On June 13, 2018, Senator Orrin Hatch (R-UT) introduced to the Senate Judiciary Committee an amendment to restore the careful balance sought in the Hatch-Waxman Act, which provided incentives for both pharmaceutical innovation and drug affordability. The amendment, titled the Hatch-Waxman Integrity Act of 2018, would modify the IPR process for pharmaceuticals—under Hatch-Waxman and the BPCIA—and would amend sections of the Federal Food, Drug and Cosmetic Act that provide abbreviated pathways for generic drug and biosimilar product approval. According to Senator Hatch, the “amendment will ensure that Hatch-Waxman continues to operate as originally intended by protecting the ability of generic drug companies to develop low cost drugs while at the same time ensuring brand-name companies have sufficient protections in place to recoup their investments.” The proposed amendment will likely eliminate, however, IPR challenges by generic manufacturers wishing to challenge a brand-name drug patent, as well as IPR challenges by biosimilar makers wishing to challenge a biologic patent.

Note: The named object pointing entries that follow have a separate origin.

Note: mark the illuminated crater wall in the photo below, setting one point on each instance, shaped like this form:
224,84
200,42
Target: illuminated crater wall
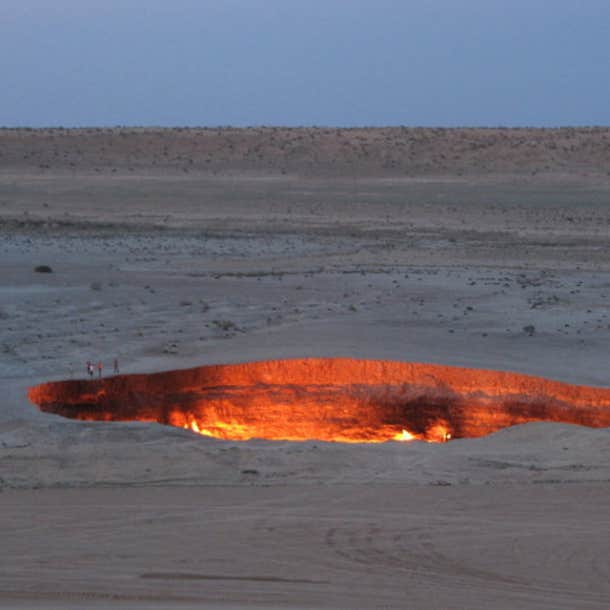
329,399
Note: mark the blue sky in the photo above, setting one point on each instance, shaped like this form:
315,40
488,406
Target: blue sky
285,62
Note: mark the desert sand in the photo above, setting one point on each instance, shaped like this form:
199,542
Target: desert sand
178,248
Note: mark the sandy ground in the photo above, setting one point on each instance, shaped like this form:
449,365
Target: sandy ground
445,267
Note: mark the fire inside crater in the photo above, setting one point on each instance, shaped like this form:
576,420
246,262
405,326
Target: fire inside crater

Many believe that the passage in 2012 of the AIA, creating IPR proceedings, skewed the balance between brand-name drugs/biologics and generics/biosimilars. For example, in his office’s summary of the amendment, Senator Hatch stated that “with the enactment of the IPR and PGR processes, generic drug and biosimilar manufactures have increasingly used the IPR process to circumvent the Hatch-Waxman Act and BPCIA patent challenge processes while nonetheless taking advantage of their abbreviated processes for drug entry.” Senator Hatch, Chairman of the Senate Republican High-Tech Task Force and co-author of the Hatch-Waxman Act, noted that “hedge funds with no interest in manufacturing or marketing drugs have filed IPR challenges against drug patents with the goal of profiting from stock market declines triggered by the IPR filings—a type of market manipulation.”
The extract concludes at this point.